戦局悪化の中、軍上層部には脳漿(のうしょう)を絞る者も、的確な判断を下す者もいなかったのだろうか。

人間魚雷・回天を考案した黒木博司大尉=当時(22)、殉職後に少佐=は戦友に「中央の怠慢は国賊というの外なし。戦局今日に至りし所以、全く物にあらず人にあり」と軍上層部への怒りに似た思いを打ち明けている。

戦後70年近くたった日本の姿にいらだちを感じる関係者も多い。鹿児島・知覧飛行場から沖縄に出撃して散華した元陸軍特攻隊長の婚約者だった女性(95)=岐阜県=は最近、「あの人たちは何のために死んだのかしら。あの人たちの姿と思いを日本人は忘れてしまったのかしら。今の日本を見ると、かわいそうで仕方がない」と涙を流す。

鹿児島・万世飛行場から沖縄に出撃して散華した陸軍特攻隊員の実兄は「隊員の多くは、子供たちに古事記を読ませるように言い残すなど教育の大切さを説いた。戦後、わが国は経済面で世界の牽引(けんいん)国に成長したが、何か、大切なものを忘れてしまった」という。

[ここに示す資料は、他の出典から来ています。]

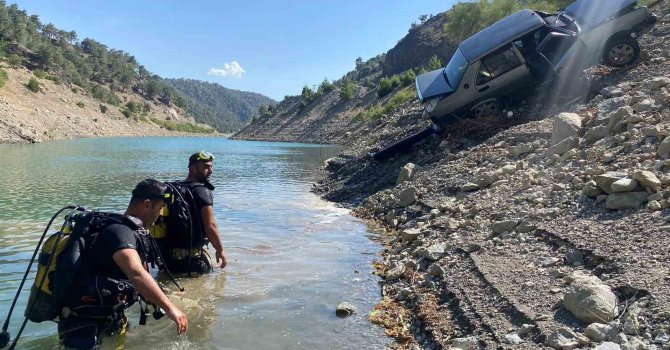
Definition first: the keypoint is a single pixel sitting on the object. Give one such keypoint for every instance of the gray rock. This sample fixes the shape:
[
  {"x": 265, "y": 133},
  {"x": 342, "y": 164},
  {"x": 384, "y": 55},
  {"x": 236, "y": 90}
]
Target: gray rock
[
  {"x": 395, "y": 272},
  {"x": 407, "y": 196},
  {"x": 563, "y": 146},
  {"x": 610, "y": 105},
  {"x": 596, "y": 133},
  {"x": 605, "y": 181},
  {"x": 598, "y": 332},
  {"x": 406, "y": 173},
  {"x": 664, "y": 147},
  {"x": 658, "y": 82},
  {"x": 644, "y": 105},
  {"x": 648, "y": 179},
  {"x": 465, "y": 343},
  {"x": 525, "y": 227},
  {"x": 503, "y": 226},
  {"x": 345, "y": 309},
  {"x": 469, "y": 187},
  {"x": 608, "y": 346},
  {"x": 654, "y": 205},
  {"x": 520, "y": 149},
  {"x": 575, "y": 257},
  {"x": 626, "y": 200},
  {"x": 525, "y": 329},
  {"x": 634, "y": 344},
  {"x": 590, "y": 300},
  {"x": 591, "y": 189},
  {"x": 565, "y": 339},
  {"x": 513, "y": 339},
  {"x": 566, "y": 125},
  {"x": 624, "y": 185},
  {"x": 436, "y": 270},
  {"x": 410, "y": 234}
]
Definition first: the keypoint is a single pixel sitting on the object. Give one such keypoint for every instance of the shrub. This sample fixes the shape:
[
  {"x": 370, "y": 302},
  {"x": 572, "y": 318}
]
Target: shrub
[
  {"x": 348, "y": 91},
  {"x": 33, "y": 85},
  {"x": 434, "y": 63},
  {"x": 183, "y": 127},
  {"x": 376, "y": 112},
  {"x": 407, "y": 77},
  {"x": 387, "y": 85},
  {"x": 3, "y": 77}
]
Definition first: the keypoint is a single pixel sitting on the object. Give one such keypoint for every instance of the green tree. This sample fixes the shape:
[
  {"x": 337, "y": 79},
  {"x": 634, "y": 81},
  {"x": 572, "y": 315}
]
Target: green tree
[
  {"x": 33, "y": 85},
  {"x": 3, "y": 77},
  {"x": 348, "y": 91}
]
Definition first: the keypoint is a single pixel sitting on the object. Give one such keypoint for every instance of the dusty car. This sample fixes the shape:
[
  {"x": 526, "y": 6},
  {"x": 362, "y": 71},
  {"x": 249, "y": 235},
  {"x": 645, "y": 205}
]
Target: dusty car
[{"x": 509, "y": 60}]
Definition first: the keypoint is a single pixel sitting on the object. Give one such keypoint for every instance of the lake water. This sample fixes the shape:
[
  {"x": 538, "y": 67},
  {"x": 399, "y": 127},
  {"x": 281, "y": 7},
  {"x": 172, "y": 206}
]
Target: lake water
[{"x": 292, "y": 256}]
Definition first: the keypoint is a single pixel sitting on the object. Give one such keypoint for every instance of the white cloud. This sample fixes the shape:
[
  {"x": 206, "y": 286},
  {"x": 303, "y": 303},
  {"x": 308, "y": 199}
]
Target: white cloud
[{"x": 232, "y": 69}]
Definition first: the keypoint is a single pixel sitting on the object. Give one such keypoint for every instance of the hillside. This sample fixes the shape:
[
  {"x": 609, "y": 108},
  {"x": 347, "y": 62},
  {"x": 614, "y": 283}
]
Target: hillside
[
  {"x": 548, "y": 230},
  {"x": 44, "y": 70},
  {"x": 222, "y": 108}
]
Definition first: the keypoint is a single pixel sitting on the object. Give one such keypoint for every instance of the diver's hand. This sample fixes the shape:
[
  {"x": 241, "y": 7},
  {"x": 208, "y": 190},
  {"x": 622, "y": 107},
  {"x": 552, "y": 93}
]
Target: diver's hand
[
  {"x": 179, "y": 319},
  {"x": 221, "y": 259}
]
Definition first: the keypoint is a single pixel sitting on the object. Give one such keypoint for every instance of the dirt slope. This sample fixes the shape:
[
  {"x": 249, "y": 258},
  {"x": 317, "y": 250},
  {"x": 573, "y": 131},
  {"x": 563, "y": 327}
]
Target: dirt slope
[{"x": 488, "y": 232}]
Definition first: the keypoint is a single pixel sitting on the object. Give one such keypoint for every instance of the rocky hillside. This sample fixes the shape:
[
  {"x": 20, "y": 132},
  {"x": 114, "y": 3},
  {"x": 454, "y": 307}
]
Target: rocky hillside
[
  {"x": 550, "y": 230},
  {"x": 331, "y": 118},
  {"x": 59, "y": 112}
]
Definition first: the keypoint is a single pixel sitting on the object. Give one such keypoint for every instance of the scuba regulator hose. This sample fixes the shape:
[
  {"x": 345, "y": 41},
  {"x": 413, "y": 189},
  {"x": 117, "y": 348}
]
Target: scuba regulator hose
[{"x": 4, "y": 334}]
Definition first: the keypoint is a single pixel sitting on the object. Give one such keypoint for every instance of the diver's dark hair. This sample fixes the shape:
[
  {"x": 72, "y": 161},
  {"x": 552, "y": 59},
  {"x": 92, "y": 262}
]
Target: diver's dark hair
[{"x": 148, "y": 189}]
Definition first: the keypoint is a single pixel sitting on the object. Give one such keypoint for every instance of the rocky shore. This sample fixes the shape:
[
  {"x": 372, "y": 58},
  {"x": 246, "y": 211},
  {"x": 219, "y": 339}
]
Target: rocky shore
[{"x": 548, "y": 230}]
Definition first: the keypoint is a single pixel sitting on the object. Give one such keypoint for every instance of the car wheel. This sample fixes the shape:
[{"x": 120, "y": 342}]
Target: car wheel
[
  {"x": 486, "y": 108},
  {"x": 621, "y": 51}
]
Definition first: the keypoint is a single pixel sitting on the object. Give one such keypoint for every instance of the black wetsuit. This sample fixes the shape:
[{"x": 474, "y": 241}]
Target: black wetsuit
[
  {"x": 198, "y": 262},
  {"x": 78, "y": 332}
]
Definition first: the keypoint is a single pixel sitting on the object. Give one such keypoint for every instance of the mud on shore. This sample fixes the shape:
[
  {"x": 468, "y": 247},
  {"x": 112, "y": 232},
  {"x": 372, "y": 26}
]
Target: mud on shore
[{"x": 493, "y": 223}]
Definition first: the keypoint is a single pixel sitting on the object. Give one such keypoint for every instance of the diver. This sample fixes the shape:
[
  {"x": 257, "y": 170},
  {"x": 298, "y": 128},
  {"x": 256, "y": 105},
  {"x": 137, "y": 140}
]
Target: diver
[
  {"x": 117, "y": 263},
  {"x": 189, "y": 223}
]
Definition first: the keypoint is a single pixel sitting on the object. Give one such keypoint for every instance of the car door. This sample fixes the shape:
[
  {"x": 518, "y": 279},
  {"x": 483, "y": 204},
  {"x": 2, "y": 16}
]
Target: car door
[{"x": 502, "y": 74}]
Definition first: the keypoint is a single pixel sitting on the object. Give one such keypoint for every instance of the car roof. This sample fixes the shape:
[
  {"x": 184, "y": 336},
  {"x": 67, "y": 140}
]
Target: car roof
[{"x": 500, "y": 33}]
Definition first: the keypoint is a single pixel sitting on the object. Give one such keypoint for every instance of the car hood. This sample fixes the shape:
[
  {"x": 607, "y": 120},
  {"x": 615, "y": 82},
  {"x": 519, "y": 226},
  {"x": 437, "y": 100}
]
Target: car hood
[
  {"x": 590, "y": 13},
  {"x": 432, "y": 84}
]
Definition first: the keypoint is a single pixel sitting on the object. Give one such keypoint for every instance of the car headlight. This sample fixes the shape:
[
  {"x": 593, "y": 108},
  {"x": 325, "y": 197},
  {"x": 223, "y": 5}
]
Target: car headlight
[{"x": 430, "y": 104}]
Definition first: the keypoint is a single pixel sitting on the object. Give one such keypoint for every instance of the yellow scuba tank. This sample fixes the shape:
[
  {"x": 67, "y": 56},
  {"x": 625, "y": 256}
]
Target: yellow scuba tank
[
  {"x": 159, "y": 229},
  {"x": 41, "y": 293}
]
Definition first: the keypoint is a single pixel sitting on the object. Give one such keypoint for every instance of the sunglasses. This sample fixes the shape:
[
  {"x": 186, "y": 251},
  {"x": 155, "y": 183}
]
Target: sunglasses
[{"x": 206, "y": 156}]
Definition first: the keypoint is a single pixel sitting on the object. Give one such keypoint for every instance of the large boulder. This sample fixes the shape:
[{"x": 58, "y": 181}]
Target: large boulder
[
  {"x": 565, "y": 125},
  {"x": 407, "y": 196},
  {"x": 648, "y": 179},
  {"x": 590, "y": 300},
  {"x": 563, "y": 146},
  {"x": 406, "y": 173},
  {"x": 626, "y": 200},
  {"x": 605, "y": 181}
]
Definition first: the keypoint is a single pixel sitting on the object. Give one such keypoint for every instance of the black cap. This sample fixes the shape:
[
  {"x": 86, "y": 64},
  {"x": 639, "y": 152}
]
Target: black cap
[
  {"x": 201, "y": 156},
  {"x": 149, "y": 189}
]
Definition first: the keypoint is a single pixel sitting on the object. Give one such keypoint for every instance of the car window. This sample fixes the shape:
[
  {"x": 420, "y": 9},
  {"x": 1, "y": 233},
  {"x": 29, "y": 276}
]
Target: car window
[
  {"x": 455, "y": 69},
  {"x": 496, "y": 64}
]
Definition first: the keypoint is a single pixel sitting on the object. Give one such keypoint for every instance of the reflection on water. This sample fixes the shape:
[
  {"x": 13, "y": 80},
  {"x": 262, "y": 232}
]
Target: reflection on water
[{"x": 292, "y": 257}]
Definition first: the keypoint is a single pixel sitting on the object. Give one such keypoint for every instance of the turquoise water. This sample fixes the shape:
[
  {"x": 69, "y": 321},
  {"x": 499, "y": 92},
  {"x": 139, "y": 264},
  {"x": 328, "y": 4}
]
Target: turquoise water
[{"x": 292, "y": 256}]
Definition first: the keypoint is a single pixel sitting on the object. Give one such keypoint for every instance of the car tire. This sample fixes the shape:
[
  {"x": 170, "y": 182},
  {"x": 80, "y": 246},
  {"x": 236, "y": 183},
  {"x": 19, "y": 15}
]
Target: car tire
[
  {"x": 621, "y": 51},
  {"x": 486, "y": 108}
]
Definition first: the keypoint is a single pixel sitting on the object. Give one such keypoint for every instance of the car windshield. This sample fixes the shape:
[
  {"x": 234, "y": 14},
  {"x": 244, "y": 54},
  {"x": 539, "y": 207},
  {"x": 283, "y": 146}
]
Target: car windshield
[{"x": 455, "y": 69}]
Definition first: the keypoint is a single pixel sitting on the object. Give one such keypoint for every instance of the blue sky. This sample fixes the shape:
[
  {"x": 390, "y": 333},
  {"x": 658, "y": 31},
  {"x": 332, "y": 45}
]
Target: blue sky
[{"x": 279, "y": 45}]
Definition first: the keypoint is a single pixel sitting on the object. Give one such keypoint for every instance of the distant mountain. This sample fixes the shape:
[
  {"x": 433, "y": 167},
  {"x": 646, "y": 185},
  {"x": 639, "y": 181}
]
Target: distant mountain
[{"x": 222, "y": 108}]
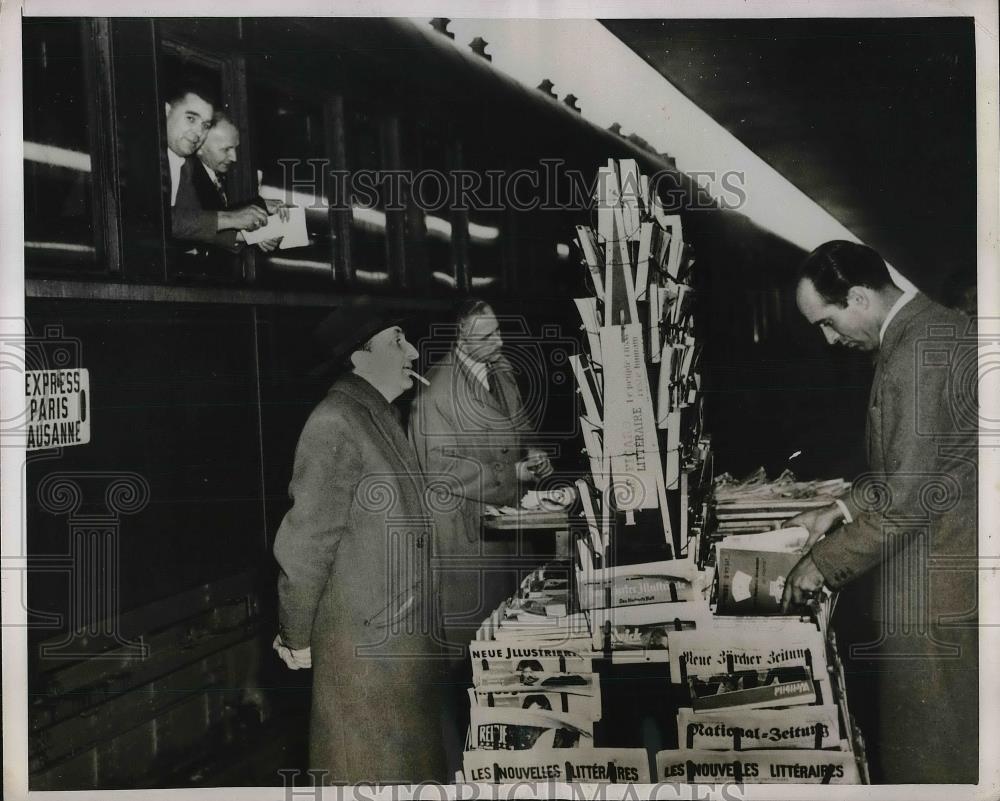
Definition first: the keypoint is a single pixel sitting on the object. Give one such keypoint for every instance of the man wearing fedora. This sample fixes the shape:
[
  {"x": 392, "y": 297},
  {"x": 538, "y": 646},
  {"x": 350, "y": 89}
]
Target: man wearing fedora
[
  {"x": 470, "y": 430},
  {"x": 355, "y": 590}
]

戦後70年を経た日本人がこれから、どのような日本国を構築するのか-。英霊は現代の日本人にそう問いかけている気がする。
 
 
特攻隊員の遺書に、「真剣だが悲惨な時代、ばかばかしいが平和な時代、どちらが本当の姿だろうか。おそらくは平和な時代が本当の姿だろう」と言う一節があった。彼らも様々に思い悩んだのだろう。
 
 
日本人は超他力本願の民族で結果が悪いとその時の権力者に責任を転嫁して知らん顔をする。しかし、東日本大震災の人々の犠牲的な行動を見ているとこの国も捨てたものじゃないなと思ったりする。複雑な国民性だ。
 
 
70年前も今も結果に対してはその時代を生きた者全員がその立場に応じて責任を負うべきだと思う。特攻隊員は何のために命を擲ったのか、おそらく未来の日本のためだろう。そうして自分を犠牲にした人たちがいたことは忘れてはいない。僕らはそうした過酷な時代には生きなかったが、そうしたDNAは日本人自体が持っているのかもしれない。
 
 
特攻と9.11自爆テロを同一視する向きもあるが、とんでもない話だ。特攻隊員が向かったのは正規の戦争状態の中、当時世界最強の米海軍機動部隊で何の罪もない無抵抗の民間人ではない。
 
 
当時米英を相手に戦争をしたことは間違っていた。それは当時の為政者の責任だろう。しかし、絶望的な戦況の中、自分を犠牲にしても敵に向かって行った特攻隊員を誰が責めることができるだろう。僕らはそうした時代に生きることはなかったが、もしも同じ時代に生きていたら多分同じことをしたと思う。何故って、それは僕が日本人だからだろうと思う。そういう時代があったこと、その時代の中で命を捨ててもこの国の未来を守ろうとした人たちがいたことを決して忘れたりはしない。